New equation could advance research in solar cell materials
A new equation developed, in part, by researchers at the University of Michigan could help to enable a wider adoption of organic semiconductors.
The equation describes the relationship of current to voltage at the junctions of the organic semiconductors - carbon-rich compounds that don’t necessarily come from a biological source, but resemble them.
The semiconductors present special challenges for researchers because they are more disordered than their inorganic counterparts. But they could enable advanced solar cells, thin and intense OLED displays, and high-efficiency lighting.
Steve Forrest, the William Gould Dow Collegiate Professor of Electrical Engineering and U-M vice president for research, and his doctoral students Noel Giebink (now at Argonne National Laboratories) and Brian Lassiter, in the U-M Department of Electrical Engineering and Computer Science, contributed to this research. Two papers on the work are published in the current edition of Physical Review B.
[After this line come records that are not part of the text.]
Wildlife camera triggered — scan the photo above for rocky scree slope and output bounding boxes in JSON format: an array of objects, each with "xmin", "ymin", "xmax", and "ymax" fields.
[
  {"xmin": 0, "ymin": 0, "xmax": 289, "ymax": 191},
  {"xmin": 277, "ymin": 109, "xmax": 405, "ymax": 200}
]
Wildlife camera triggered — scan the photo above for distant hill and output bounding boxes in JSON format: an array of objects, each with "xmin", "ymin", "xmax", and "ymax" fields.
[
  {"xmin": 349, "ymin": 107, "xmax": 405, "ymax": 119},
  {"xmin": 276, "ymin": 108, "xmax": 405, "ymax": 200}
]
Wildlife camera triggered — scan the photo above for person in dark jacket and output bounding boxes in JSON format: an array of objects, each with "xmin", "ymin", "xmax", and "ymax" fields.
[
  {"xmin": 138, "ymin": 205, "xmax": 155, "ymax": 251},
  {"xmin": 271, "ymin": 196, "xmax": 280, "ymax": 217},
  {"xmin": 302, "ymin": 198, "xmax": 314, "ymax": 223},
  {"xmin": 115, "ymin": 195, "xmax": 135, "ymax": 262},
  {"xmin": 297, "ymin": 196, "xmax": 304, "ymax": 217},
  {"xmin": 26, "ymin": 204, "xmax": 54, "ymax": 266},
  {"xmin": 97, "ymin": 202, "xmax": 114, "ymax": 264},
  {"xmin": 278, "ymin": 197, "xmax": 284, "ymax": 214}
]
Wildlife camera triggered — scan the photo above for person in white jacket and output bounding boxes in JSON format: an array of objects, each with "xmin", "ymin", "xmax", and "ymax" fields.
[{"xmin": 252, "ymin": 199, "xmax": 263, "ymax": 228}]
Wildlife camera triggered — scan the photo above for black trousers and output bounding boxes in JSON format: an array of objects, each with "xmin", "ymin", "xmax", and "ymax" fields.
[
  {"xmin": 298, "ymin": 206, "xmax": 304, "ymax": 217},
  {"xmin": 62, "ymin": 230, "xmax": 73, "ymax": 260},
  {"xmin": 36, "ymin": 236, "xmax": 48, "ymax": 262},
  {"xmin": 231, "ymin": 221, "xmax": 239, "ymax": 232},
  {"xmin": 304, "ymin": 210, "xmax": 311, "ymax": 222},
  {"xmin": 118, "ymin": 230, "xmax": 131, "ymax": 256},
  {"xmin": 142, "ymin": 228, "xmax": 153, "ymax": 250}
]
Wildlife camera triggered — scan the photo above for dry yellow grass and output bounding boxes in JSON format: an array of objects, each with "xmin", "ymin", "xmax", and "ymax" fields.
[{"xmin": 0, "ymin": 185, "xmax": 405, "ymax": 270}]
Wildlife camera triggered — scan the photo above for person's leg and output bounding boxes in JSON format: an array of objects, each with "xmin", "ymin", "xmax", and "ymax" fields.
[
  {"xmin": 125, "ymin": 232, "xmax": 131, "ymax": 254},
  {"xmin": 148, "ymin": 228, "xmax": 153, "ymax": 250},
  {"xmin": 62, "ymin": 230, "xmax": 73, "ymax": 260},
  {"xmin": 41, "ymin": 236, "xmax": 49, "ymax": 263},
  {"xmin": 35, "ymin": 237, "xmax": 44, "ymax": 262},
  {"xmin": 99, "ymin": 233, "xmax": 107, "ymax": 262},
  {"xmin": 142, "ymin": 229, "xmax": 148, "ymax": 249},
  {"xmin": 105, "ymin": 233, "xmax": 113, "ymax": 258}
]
About six years ago, researchers in Forrest’s lab realised that they could use Shockley’s equation to describe the current/voltage relationship in their organic solar cells to a degree.
Their findings were published and, from that time on, many physicists and engineers used the Shockley equation for organic semiconductors even though it didn’t describe the physics perfectly. The new equation does.
Forrest says it will allow researchers to better describe and predict the properties of the different organic semiconductors they’re working with. And in that way, they'll be able to more efficiently choose which material best suits the needs of the device they’re working on.
The papers are titled, ‘The Ideal Diode Equation for Organic Heterojunctions. I. Derivation and Application’ and ‘The Ideal Diode Equation for Organic Heterojunctions. II. The Role of Polaron Pair Recombination’.